New XP install, updated everything... HD 4870 tried stock and overclocked.


----------



## blkhogan (Mar 28, 2009)

Mine had been doing the same thing. Also I am getting a core error. Could not open core.


----------



## johnnyfiive (Mar 28, 2009)

^^^ Same here, randomly stops working. I have to reboot before it will continue a job again. Totally weird because a few days ago I had no issues. Totally out of the blue.


----------



## Steevo (Mar 28, 2009)

This is a sign of a expired core, or a corrupt client, or a firewall problem.


----------



## chuck216 (Mar 29, 2009)

Guys, What version of the catalyst drivers are you using? There's a new core version 1.24 that requires cat 9.3 to work could be that the client is attempting to load that core and it's not working on your systems because of the driver incompatability.


----------



## WhiteLotus (Mar 29, 2009)

I too have had massive problems with the folding under ATI for a few days now, keeps wanting to VPU recover, now going to revert back to older drivers - see if it helps out.


----------



## jagass (Mar 29, 2009)

You're not alone man...lol...I'm experiencing it too...lol


----------



## Steevo (Mar 29, 2009)

THere is a changelist at the folding forum for the new client and drivers.

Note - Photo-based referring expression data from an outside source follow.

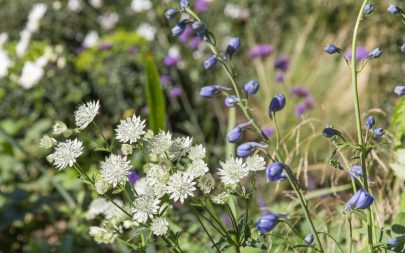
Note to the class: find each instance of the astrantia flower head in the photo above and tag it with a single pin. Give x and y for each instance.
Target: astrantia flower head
(85, 114)
(115, 169)
(66, 153)
(232, 171)
(159, 226)
(180, 186)
(144, 207)
(130, 130)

My CPU use has dropped to almost0 to support the new client. Now my SMP runs at full speed.


FAHMON is estimating 4858 PPD for me now.


----------



## ShadowFold (Mar 30, 2009)

Still getting this on tray and console clients


----------



## chuck216 (Mar 30, 2009)

ShadowFold said:


> Still getting this on tray and console clients



What version of the Catalyst drivers are you using? If it's the 9.3's there's a hotfix for XP and the 9.3's.  that's fixes CAL functionality in XP you can get it here: http://support.amd.com/us/kbarticles/Pages/GPU-5-Catalyst93HOTFIXFireStrm.aspx

Apparently it has to do with Stream being enabled  in the 9.3's for folding.


----------



## WhiteLotus (Mar 30, 2009)

going to check that link out for me when i get home. Did not know there was a hot fix for the 9.3s.


----------



## thebluebumblebee (Apr 4, 2009)

Steevo said:


> THere is a changelist at the folding forum for the new client and drivers.
> 
> My CPU use has dropped to almost0 to support the new client. Now my SMP runs at full speed.
> 
> ...



THere is a changelist at the folding forum


----------